An international consortium of researchers—led by a group from the University of Leicester—have identified key steps in cell division that could reveal new targets for cancer therapy. The two papers, published in the Journal of Cell Biology, provide new insights into the mechanics of cell division, how it goes wrong in cancer and how scientists could tailor drugs to target the process, which may effectively eradicate the tumor.
Cell division, the process where a parent cell divides into two or more daughter cells, requires the assembly of a rugby ball-shaped scaffold, known as the mitotic spindle. The spindle is composed of fibers called microtubules that originate from two distinct structures called centrosomes. These fibers capture the duplicated chromosomes and separate them apart. Researchers have found out how the enzyme Nek6 controls the stability of the structural scaffold and contributes to the separation of centrosomes.
The first of these two papers, led by Dr. Laura O'Regan, shows that Nek6 modifies a chaperone, which are proteins that act as "cellular guardians," folding proteins into their correct shape and assembling them into functional complexes. The chaperone, known as Hsp72, is loaded onto spindle microtubules, which are essential for robust spindle integrity.

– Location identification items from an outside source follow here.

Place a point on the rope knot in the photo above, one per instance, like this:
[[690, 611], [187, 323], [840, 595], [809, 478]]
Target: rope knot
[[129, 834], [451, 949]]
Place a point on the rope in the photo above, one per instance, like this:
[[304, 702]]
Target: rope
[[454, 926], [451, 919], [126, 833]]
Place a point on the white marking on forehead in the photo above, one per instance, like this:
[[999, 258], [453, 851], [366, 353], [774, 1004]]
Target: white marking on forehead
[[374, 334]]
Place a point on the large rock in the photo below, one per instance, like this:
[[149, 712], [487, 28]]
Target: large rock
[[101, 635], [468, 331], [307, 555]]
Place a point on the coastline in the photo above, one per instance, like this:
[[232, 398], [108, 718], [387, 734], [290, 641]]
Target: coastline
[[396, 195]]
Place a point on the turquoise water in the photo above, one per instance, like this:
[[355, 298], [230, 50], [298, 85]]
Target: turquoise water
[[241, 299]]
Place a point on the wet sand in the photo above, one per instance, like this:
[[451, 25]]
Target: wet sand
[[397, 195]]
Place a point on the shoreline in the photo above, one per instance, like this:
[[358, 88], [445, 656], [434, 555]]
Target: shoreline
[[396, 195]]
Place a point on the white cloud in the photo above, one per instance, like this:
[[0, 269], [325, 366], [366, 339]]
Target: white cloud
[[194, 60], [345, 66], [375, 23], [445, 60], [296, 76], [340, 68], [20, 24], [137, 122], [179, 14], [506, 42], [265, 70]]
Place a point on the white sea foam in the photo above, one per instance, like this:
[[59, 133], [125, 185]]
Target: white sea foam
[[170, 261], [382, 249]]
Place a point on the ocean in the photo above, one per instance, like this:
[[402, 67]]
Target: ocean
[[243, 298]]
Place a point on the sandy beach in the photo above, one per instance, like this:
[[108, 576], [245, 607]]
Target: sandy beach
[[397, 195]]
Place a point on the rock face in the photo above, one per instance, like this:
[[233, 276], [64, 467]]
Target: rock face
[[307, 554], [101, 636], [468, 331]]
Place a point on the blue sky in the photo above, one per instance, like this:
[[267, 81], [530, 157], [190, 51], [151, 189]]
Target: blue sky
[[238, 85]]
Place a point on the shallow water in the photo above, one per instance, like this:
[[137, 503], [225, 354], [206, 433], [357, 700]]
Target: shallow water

“We show that in the absence of Nek6 or Hsp72, fragile and misshapen spindles are formed that cannot pull the chromosomes apart and so cells get stuck in the process of cell division,” says Professor Andrew Fry, director of research in the College of Medicine, Biological Sciences and Psychology at Leicester, who led the research.
There is a growing interest in these chaperones by researchers and the pharmaceutical industry as they also protect cancer cells against a stressful environment and keep them alive.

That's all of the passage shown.